One of my failings is that when someone explains something to me starting with statements that strike me as patently ridiculous, I tend to discount the rest of their thinking. (For example: “In the richest country in the world… ,” as if relative wealth means unlimited wealth.)
Over the years, I’ve come to realize that people can have something valuable to say, even if their supporting arguments are hopelessly flawed, so I try not to react until I’ve heard all of their idea.
With that said, I have to admit that when, about a year ago, a financial planner raised the latest argument for flat fees with me, I wasn’t very receptive after her opening statement: “AUM fees are commissions.” That’s unfortunate because I do think that “flat” advisory fees have some advantages over AUM fees under certain circumstances. But the current “all or nothing” thinking that advisors have to be either 100 percent flat fees or 100 percent AUM fees obscures these advantages.
For example, in a comment to my May 2 blog, “Bob Veres is Wrong About Flat Fees,” a planner anonymously wrote:
“None of these arguments change the spirit of the flat-fee position. […] This piece still doesn’t explain why collecting more money for managing $2 million, the exact same way an advisor would manage $1 million, is justified. Assuming advisors should be compensated for 1) actual work (time) put into a case and 2) performance of the solution, how is the AUM fee a rational conclusion? If $2 million is managed the same way as $1 million, why the additional fees? The difference in effort is zero and performance is the same. Why should the $2 million client pay more?”
This comment is exactly what I’m talking about: In his or her zeal to defend flat fees, the author ignores the reasons behind the current shift of virtually the entire retail advisory world — including financial planners, brokers, insurance agents, bank reps and accountants — to managing assets for a percentage fee.

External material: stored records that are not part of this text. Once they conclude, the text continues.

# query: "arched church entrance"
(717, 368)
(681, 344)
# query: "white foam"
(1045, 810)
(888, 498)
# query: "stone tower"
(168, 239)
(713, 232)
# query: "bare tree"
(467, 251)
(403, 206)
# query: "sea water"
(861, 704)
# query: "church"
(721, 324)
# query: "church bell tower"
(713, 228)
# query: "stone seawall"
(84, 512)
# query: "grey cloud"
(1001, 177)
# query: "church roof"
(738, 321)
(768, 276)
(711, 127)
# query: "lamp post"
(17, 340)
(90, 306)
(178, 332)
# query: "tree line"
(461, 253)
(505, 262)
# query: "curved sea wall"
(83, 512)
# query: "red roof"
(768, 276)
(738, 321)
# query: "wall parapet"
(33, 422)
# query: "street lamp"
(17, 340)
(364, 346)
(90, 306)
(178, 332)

Here, the author is essentially making the same argument that Veres made: that it is unfair for clients with larger portfolios to pay more in actual dollars than clients with smaller portfolios. As with most of the recent criticisms of AUM fees that I’ve seen, this author at least appears to believe that AUM fees are a new idea, invented by independent advisors.
As most of us know, this is far from reality. Based on my work 20 years ago, writing the “Worth Guide to Private Banking,” I can tell you that wealthy individuals and families (with portfolios measured in the hundreds of millions of dollars) have paid AUM fees for a least a couple of hundred years. And those folks don’t tend to be dumb about their money. (Not that wealthy people are smarter than anybody else, but their lawyers and accountants tend to be.)
So, we can safely say that the “smart money” has no problem paying more in actual dollars to have their money managed.
Speaking for what I believe to be the majority of AUM fee compensated advisors, another anonymous author tells us why in a comment to the same blog:
“Assuming I’m managing efficient portfolios for my clients, the larger accounts stand to benefit much more in dollar terms than smaller accounts, so I think the AUM fee is fine. It’s proportionate to the value I add for my clients. You can always adjust the fee percentage down for larger accounts anyway. With the AUM model, you can also consider how high maintenance a client may be and any other factors when considering fee reductions, which you wouldn’t be able to do in a flat fee model. I don’t charge directly for financial planning, but I really do when I consider any fee reductions for a client. I like the flexibility of the AUM model and my clients are fine with it as well.”